Good Neighbor Campaigns / Right-to-Know

Petcoke piles gone, but another dangerous pollutant discovered in the air

An aerial view Feb. 17, 2017, shows industry along the Calumet River in Chicago, including the S.H. Bell storage facility, in foreground at lower left, along the east side of the river. (Chris Walker / Chicago Tribune)

CHICAGO — “Dusty mounds of petroleum coke are gone from Chicago, but federal and city officials discovered a potentially more dangerous type of pollution while investigating the black piles that once towered above the East Side neighborhood.

Air monitors posted around two storage terminals on the Calumet River during 2014 and 2015 detected alarming levels of manganese, a heavy metal used in steelmaking that can permanently damage the nervous system and trigger learning difficulties, memory loss and anxiety.

Investigators have an educated guess about which company is responsible for the pollution. Yet their efforts to pinpoint the culprit and crack down on its emissions have been thwarted for nearly three years.

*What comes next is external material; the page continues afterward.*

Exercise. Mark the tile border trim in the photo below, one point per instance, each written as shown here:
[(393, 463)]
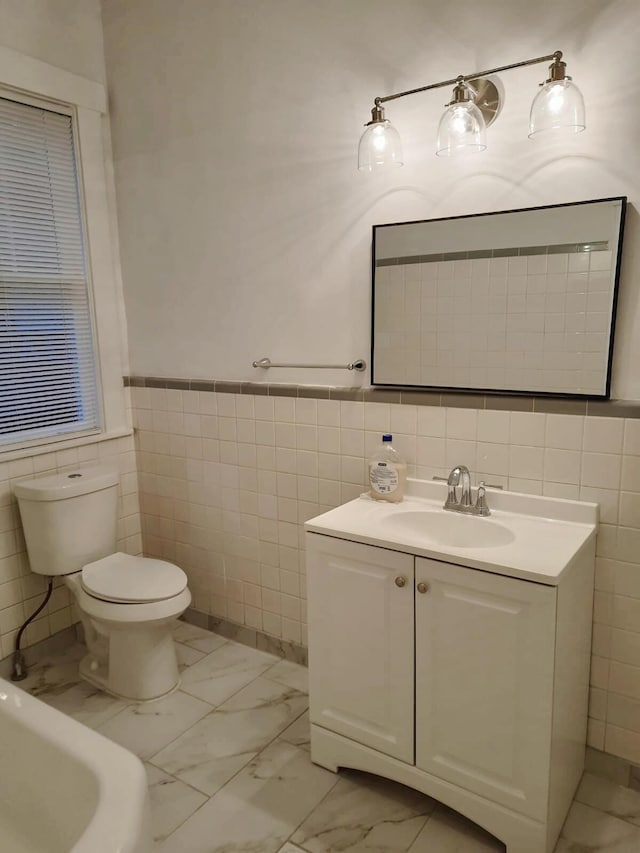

The chief suspect, S.H. Bell Co., a Pittsburgh-based firm that stockpiles manganese and other materials near the former petcoke sites, has repeatedly ignored city regulations adopted in 2014 that require bulk storage operators to install air pollution monitors around the perimeter of their properties. The company also spurned a U.S. Environmental Protection Agency request for monitoring equipment, prompting the EPA to sue S.H. Bell in federal court last year.”